Photo courtesy Newham Recorder
Ben Drew - Ill Manors
We have featured Forest Gate boy, Ben Drew - more widely known as Plan B, before on this site (see here). He is perhaps most recognised as a hip-hop/rapper/song writer with a string of hits, prominent among them the exceptional album The Defamation of Strickland Banks and its smash single Stay Too Long.
Ben has, additionally, carved out a career in film; having appeared in Harry Brown in 2010 and as DC Carter in The Sweeney in 2012.
|Ben Drew, on location, shooting Ill Manors|
|Now closed Earl of Essex on Romford |
Road, scene of much of the action
in Ill Manors
One of Forest Gate's most famous sons, Bryan Forbes, the dynamic actor, novelist screen-writer, producer and director of films such as Whistle Down The Wind, The L-Shaped Room and The Stepford Wives died last year, aged 86 (obituary here).
From his birth (as John Theobald Clarke) in 1926, to his evacuation as a 13-year-old in 1939, he was brought up in a terraced house in Cranmer Road - one of several obliterated in the early days of the Blitz.
|Cranmer Road's very own Bryan Forbes|
Writing for the now defunct Forest Gate Times in 2001 he recalled a happy and carefree childhood in E7 ("to me they will always be halcyon days"): playing on Wanstead Flats, being captivated by the local movie theatre - the Splendide Cinema in Forest Lane - on a site now occupied by the Community School (see here for details of the cinema) and spending his pocket money on bits of Meccano at Pattison's Toy Bazaar and Doll's Hospital opposite the station.
Anna Neagle (1904 - 1986)
Anna was born Florence Marjorie Robertson on 20 October 1904 in Glenparke Road, Forest Gate. Her family later moved to Upton Lane. She attended Park Primary school and became one of the biggest and brightest film stars of her day.
Neagle proved to be a box-office money spinner in British films for over 25 years. She was noted for providing glamour and sophistication to war-torn London audiences with her lightweight musicals, comedies and historical dramas.

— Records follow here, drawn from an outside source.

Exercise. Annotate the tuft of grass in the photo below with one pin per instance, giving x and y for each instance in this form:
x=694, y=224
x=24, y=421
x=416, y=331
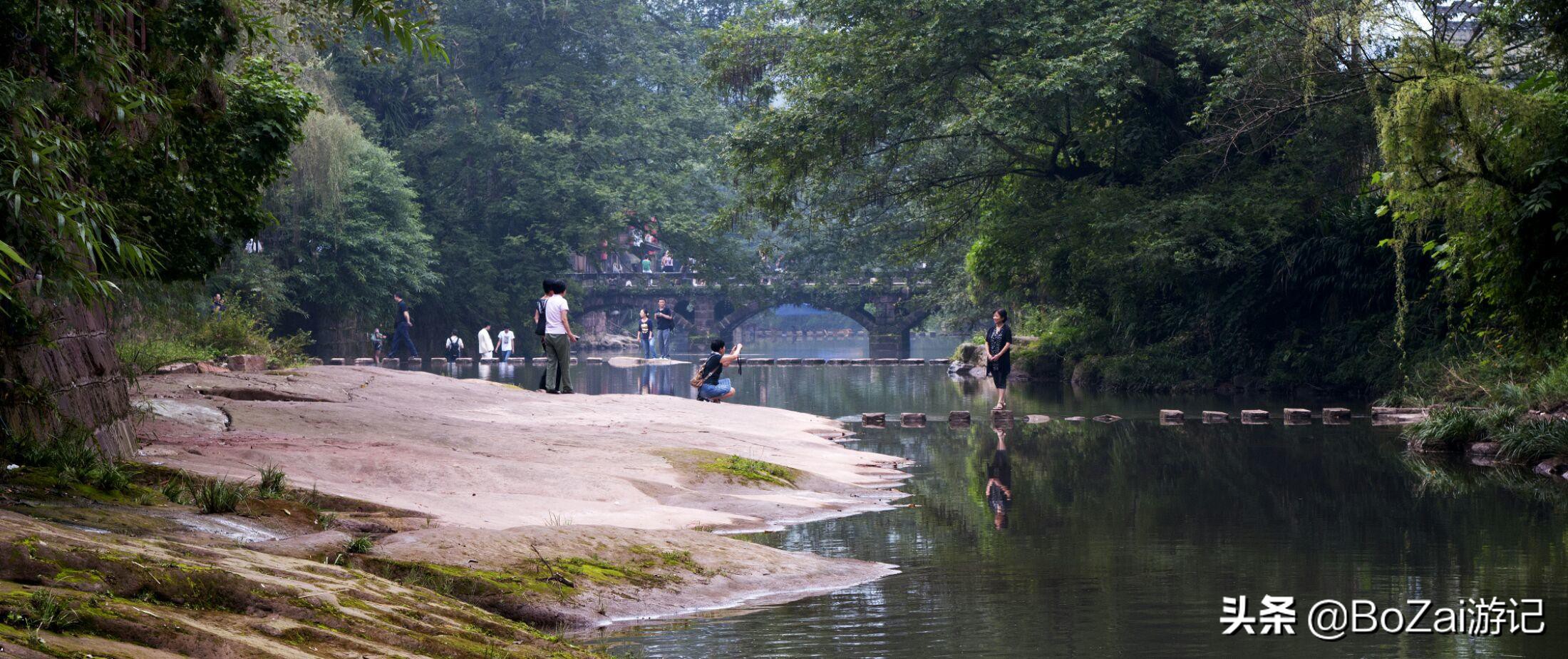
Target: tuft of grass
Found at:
x=273, y=484
x=738, y=468
x=1531, y=440
x=46, y=611
x=110, y=476
x=218, y=495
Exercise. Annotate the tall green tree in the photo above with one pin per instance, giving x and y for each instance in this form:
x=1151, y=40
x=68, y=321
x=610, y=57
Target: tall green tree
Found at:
x=554, y=128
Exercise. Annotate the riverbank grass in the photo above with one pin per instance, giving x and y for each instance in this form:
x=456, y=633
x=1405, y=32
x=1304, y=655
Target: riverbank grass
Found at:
x=748, y=469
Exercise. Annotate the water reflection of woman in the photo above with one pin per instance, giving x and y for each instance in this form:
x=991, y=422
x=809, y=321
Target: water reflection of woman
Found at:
x=999, y=482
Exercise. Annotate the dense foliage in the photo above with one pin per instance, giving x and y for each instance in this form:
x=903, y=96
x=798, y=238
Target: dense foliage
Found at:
x=1177, y=192
x=554, y=126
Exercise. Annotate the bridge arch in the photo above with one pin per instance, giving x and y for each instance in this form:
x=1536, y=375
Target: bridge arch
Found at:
x=731, y=322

|Forest Gate - born, Anna Neagle|
In her historical dramas, she was renowned for her portrayals of real-life British heroines, including Nell Gwynn (Nell Gwynn, 1934), Queen Victoria (Victoria the Great, 1937, and Sixty Glorious Years, 1938).
Neagle and Wilcox then began an association with Hollywood. Their first American film was Nurse Edith Cavell (1939),another performance of a true-life British heroine, which had a significant impact for audiences on the eve of war.
She followed these with three musical comedies, all based on once-popular stage plays: Irene (1940), followed by No, No, Nanette (1940) in which she sang Tea for Two and finally Sunny (1941). Neagle and Wilcox's last American film was Forever and a Day (1943), a tale of a London family house from 1804 to the 1940 blitz.
Returning to Britain, Anna Neagle added another real-life British heroines to her gallery, as aviator Amy Johnson in They Flew Alone. She starred in a number of further biopics, playing roles of Odette, Florence Nightingale and Queen Victoria and Nell Gwynne (each for a second time). She starred in a number of quintessentially English films, featuring titles such as Mayfair, The Piccadilly Incident (best film of 1947) and Spring in Park Lane (best film 1949).
Neagle spent much of the early 1950s on the stage, but by the time she returned to films in the middle of the decade found that her fame and ability to attract good roles had faded.
She was a distant cousin of the Queen, via her descent from the illegitimate daughter of Queen Victoria's uncle, and lived in Brighton for many years with Herbert Wilcox. She was made a Dame of the British Empire in 1969 and died in Surrey in 1986 after a long illness. She is buried in the same grave as her husband and parents in the City of London cemetery.
Sir Alfred Hitchcock (1899 - 1980)
|The unmistakable, Sir Alfred Hitchcock|
|517 High Road, Leytonstone |
- site of Alfred Hitchcock's birth
|And the Whipps Cross Road pub named after him|
|Hollywood's Walk of Fame - Woodgrange Road next?|
How long before there is a Walk of Fame on Woodgrange Road??